You’re devastated. You had little faults but THIS? This is too big. This is serious. You’ve actually gone and become a sinner. For the first time it becomes too clear what you’ve been doing to yourself and God. You realize how reckless you’d been. You realize how everything could have gone bad. You were never in charge. You were always falling. If only you’d had the courage to speak up before now! If only…
But you can’t go back in time. You can’t undo what you’ve done. You don’t feel praying would change anything. Not when you’ve sinned. You can’t even feel God close. The gospel songs that used to comfort you just terrify you. You avoid your righteous friends for the weeks because if they look at you they will just KNOW that you’re now a sinner.
You wonder- is there any hope for me?
While you wallow in your guilt and shame and regret and hangovers and amnesia, it occurs to you that you were never standing by your own power.

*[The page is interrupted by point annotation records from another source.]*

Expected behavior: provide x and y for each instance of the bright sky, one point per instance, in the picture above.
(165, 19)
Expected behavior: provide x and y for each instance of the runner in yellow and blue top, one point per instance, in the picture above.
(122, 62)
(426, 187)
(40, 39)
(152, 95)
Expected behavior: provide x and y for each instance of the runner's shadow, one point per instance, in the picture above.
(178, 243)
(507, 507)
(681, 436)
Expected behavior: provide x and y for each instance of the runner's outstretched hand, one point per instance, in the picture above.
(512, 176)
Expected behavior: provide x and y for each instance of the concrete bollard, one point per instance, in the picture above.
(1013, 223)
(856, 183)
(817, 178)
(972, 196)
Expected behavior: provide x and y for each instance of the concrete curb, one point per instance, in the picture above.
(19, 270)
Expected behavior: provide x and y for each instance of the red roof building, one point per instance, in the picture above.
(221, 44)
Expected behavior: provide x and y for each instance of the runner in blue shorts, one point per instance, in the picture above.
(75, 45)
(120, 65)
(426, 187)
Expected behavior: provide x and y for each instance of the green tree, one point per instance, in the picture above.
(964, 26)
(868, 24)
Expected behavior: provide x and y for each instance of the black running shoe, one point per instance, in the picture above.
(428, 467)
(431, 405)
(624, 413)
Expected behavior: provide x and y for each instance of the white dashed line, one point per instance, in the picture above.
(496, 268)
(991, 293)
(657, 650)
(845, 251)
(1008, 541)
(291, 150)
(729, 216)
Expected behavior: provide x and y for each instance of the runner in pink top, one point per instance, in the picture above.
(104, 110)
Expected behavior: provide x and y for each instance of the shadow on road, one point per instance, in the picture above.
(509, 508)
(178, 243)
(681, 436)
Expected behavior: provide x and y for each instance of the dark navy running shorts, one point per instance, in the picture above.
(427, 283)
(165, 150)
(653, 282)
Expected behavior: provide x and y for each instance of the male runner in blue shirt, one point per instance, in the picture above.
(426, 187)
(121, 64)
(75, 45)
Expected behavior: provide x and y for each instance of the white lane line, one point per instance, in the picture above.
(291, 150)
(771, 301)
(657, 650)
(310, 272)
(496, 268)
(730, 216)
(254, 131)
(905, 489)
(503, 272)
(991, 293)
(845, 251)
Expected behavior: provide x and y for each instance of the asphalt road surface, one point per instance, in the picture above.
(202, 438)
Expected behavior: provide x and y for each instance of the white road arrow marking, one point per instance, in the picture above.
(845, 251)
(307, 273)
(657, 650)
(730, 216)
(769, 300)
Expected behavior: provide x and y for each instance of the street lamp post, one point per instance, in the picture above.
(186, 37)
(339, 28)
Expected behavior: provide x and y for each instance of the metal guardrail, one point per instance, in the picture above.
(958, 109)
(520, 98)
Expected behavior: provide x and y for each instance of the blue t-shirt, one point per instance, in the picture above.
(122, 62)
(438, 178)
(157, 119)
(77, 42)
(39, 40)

You were spending a grace that you received freely, a grace that someone DIED to give you. You’re flat on your face, back to the floor, beaten, fallen, at the lowest point over. You’re crushed, you’re defeated. Now you know you’re no different from the people in the beer parlours, the druggies on the street, the young players that pick up chicks every night; the politicians that steal money, the assassins that kill people.
You are just who they are without Christ. A sinner.
“God saved you by his grace when you believed. And you can’t take credit for this; it is a gift from God.“- Ephesians 2:8
Humbled, you turn back to the God you so casually betrayed. All the verses you’ve read and recited and made into songs come rushing back. Oh wretched man that I am; who will save me from this? the good things I need to do, I don’t do them; the bad things I DO’NT want to do, I do those! All have sinned and come short of the Glory of God; The wages of sin is death; He who defiles the temple of God, God will destroy; wine is for mockers.
Then you remember the verses that told you what is so great about being a Christian- that NOW is the acceptable time to repent. Not tomorrow, not next week, not when the guilt has faded. NOW. So let us come boldly to the throne of our gracious God. There we will receive his mercy, and we will find grace to help us when we need it most (hebrews 4:16).
If we confess our sins, He is faithful and righteous to forgive us our sins and to cleanse us from all unrighteousness.
“Very rarely will anyone die for a righteous person, though for a good person someone might possibly dare to die. But God demonstrates his own love for us in this: While we were still sinners, Christ died for us. Since we have now been justified by his blood, how much more shall we be saved from God’s wrath through him! For if, while we were God’s enemies, we were reconciled to him through the death of his Son, how much more, having been reconciled, shall we be saved through his life! “ Romans 5:6-10
You work through the guilt and the pain and the shame and the regret and you ask the God who forgives when you ask- to do it one more time. This time, you understand exactly that He’s the one who keeps you righteous; not your strength, not your morality, not your discipline. His Grace makes your puny efforts useful. You learnt this not through some nice bible study with greek, latin and hebrew words; not through a song or a mount zion movie but through your personal fall and rise. Like David, the man after God’s heart. Like Peter, Jesus’ personal person. Like Peter, who wrote this.
Sometimes it takes a defeat to learn victory.